Governo da Colômbia e Exército de Libertação Nacional acordam cessar-fogo temporário

Negociação ocorre no marco da visita do Papa Francisco ao país

Negociação ocorreu em Quito, no Equador, e inicialmente tem validade até janeiro de 2018 / @ELN_Paz

Os membros do governo colombiano e os representantes do Exército de Libertação Nacional (ELN), responsáveis pela negociação entre ambas as partes, anunciaram nesta segunda-feira (4), através de uma nota de imprensa, o cessar-fogo bilateral até janeiro de 2018. A negociação ocorreu em Quito, capital do Equador.

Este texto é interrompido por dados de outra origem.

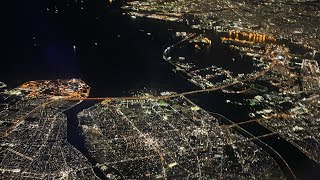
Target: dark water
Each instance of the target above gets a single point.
(300, 164)
(75, 137)
(113, 55)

A chanceler María Fernanda Espinosa, representante do governo equatoriano, destacou que é muito "importante a consolidação deste acordo na América Latina, porque gera um diálogo favorável entre o governo colombiano e o Exército de Libertação Nacional (ELN)".

Espinosa indicou que "este acordo de Quito possui alguns compromissos e o principal deles é o cessar-fogo de modo bilateral e temporário porque foi fruto de longas horas de negociação, ainda mais no momento da visita do Papa Francisco".

O chefe da delegação do ELN, Pablo Beltrán, afirmou que espera que o acordo "ajude a aliviar o clima de polarização que setores da sociedade querem incentivar".

"Esperemos que estes acordos ajudem a construir a América Latina e o Caribe como uma região de paz. Esta é nossa contribuição para o continente", disse Beltrán.

Ambas as partes agradeceram ao governo do Equador, ao atual presidente Lenin Moreno, e seu antecessor, Rafael Correa, pelo esforço realizado para o processo fosse concluído.

A notícia foi anunciada pelo ELN através da conta do Twitter da organização, em que agradeceram o respaldo da sociedade para a obtenção do cessar-fogo.

O presidente colombiano, Juan Manuel Santos, confirmou que o acordo ocorreu "após intensas negociações, que terminaram neste madrugada".

O acordo, conforme anúncio de Santos, "entrará em vigor no dia 01 de outubro. Sua vigência inicial é de 102 dias, ou seja, vale até o dia 12 de janeiro de 2018 e será renovado conforme o seu cumprimento e avanço nas negociações sobre os demais pontos".